Nama : Melisa Kristiani Nainggolan
Nim : 2173342025
Asal Usul Etnis dan Nama Karo.
Berdasarkan mitos yang ada, asal-usul suku di Sumatera Utara bervariasi, ada yang
mengusut asal-usul leluhurnya dari langit yang turun di puncak gunung Pusuh Buhit
(Toba), ada yang berasal dari lapisan yang paling indah yang disebut Tetoholi Ana'a
yang turun di wilayah Gomo (Nias), ada yang berasal dari turunan Raja Iskandar
Zulkarnain yang turun di Bukit Siguntang Palembang (Melayu).
Berdasarkan perkiraan-perkiraan yang disusun para ahli, penduduk asli Sumatera
Utara ini berasal dari Hindia Belakang yang datang ke kawasan ini secara bertahap. Hal
inilah maka kemudian corak ragam budaya penduduk pribumi Sumatera Utara
ditemukan perbedaan-perbedaaan.
Dalam masyarakat Karo pun, ada ditemukan mitos tentang asal usul etnis ini. Mitos ini
tidak berkait erat dengan hal-hal yang sulit ditelusuri oleh akal seperti yang mengusut
asal-usul leluhurnya dari langit yang turun di puncak gunung Pusuh Buhit (Toba), atau
yang mengusul asal usulnya dan berkesimpulan dari lapisan yang paling indah yang
mereka sebut Tetoholi Ana'a yang turun di wilayah Gomo (Nias), atau yang
mengkaitkannya dengan turunan Raja Iskandar Zulkarnain yang turun di Bukit
Siguntang Palembang (Melayu). Dalam masyarakat Karo mitos tersebut berkaitan
dengan totem. Misalnya haram mengkonsumsi daging binatang seperti Kerbau Putih,
oleh subklen Sebayang, Burung Balam oleh subklen klen Tarigan, Anjing oleh
subklen Brahmana.
(Catatan : Totem yaitu kepercayaan akan adanya hubungan gaib antara sekelompok
orang - sesekali dengan seseorang - dengan segolongan binatang atau tanaman atau
benda mati sebab dipercayai antara benda-benda itu dengan dirinya ada suatu
hubungan yang erat dan sangat khusus.)
Dalam beberapa literatur tentang Karo, etimologi Karo berasal dari kata Haru. Kata
Haru ini berasal dari nama kerajaan Haru yang berdiri sekitar abad 14 sampai abad 15
di daerah Sumatera Bagian Utara. Kemudian pengucapan kata Haru ini berubah
menjadi Karo. Inilah diperkirakan awal terbentuknya nama Karo.

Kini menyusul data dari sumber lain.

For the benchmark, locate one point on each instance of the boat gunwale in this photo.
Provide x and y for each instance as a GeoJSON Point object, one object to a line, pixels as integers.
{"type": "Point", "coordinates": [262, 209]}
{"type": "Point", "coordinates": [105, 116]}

Menurut Sangti (1976:130) dan Sinar (1991:1617), sebelum klen Karo-Karo, Ginting,
Sembiring, Tarigan dan Perangin-angin menjadi bagian dari masyarakat Karo sekarang,
telah ada penduduk asli Karo pertama yakni klen Karo Sekali.

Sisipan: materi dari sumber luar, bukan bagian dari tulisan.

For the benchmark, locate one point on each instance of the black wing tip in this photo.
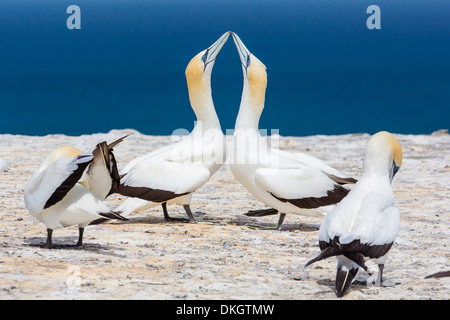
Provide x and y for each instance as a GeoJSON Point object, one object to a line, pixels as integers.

Dengan kedatangan kelompok klen Karo-Karo, Ginting, Sembiring, Tarigan dan
Perangin-angin, akhirnya membuat masyarakat Karo semakin banyak. Klen Ginting
misalnya adalah petualangan yang datang ke Tanah Karo melalui pegunungan Layo
Lingga, Tongging dan akhirnya sampai di dataran tinggi Karo. Klen Tarigan adalah
petualangan yang datang dari Dolok Simalungun dan Dairi. Perangin-angin
adalah petualangan yang datang dari Tanah Pinem Dairi. Sembiring diidentifikasikan
berasal dari orang-orang Hindu Tamil yang terdesak oleh pedagang Arab di Pantai
Barus menuju Dataran Tinggi Karo, karena mereka sama-sama menuju dataran tinggi
Karo, kondisi ini akhirnya, menurut Sangti mendorong terjadi pembentukan merga si
lima.
Pembentukan ini bukan berdasarkan asal keturunan menurut garis bapak (secara
genealogis patrilineal) seperti di Batak Toba, tetapi sesuai dengan proses peralihan
pertumbuhan dan perkembangan masyarakat Karo Tua kepada masyarakat Karo
Baru yakni lebih kurang pada tahun 1780. Pembentukan ini berkaitan dengan
keamanan, sebagai salah satu jalan keluar untuk mengatasi pergolakan antara orang-
orang yang datang dari kerajaan Aru dengan penduduk asli.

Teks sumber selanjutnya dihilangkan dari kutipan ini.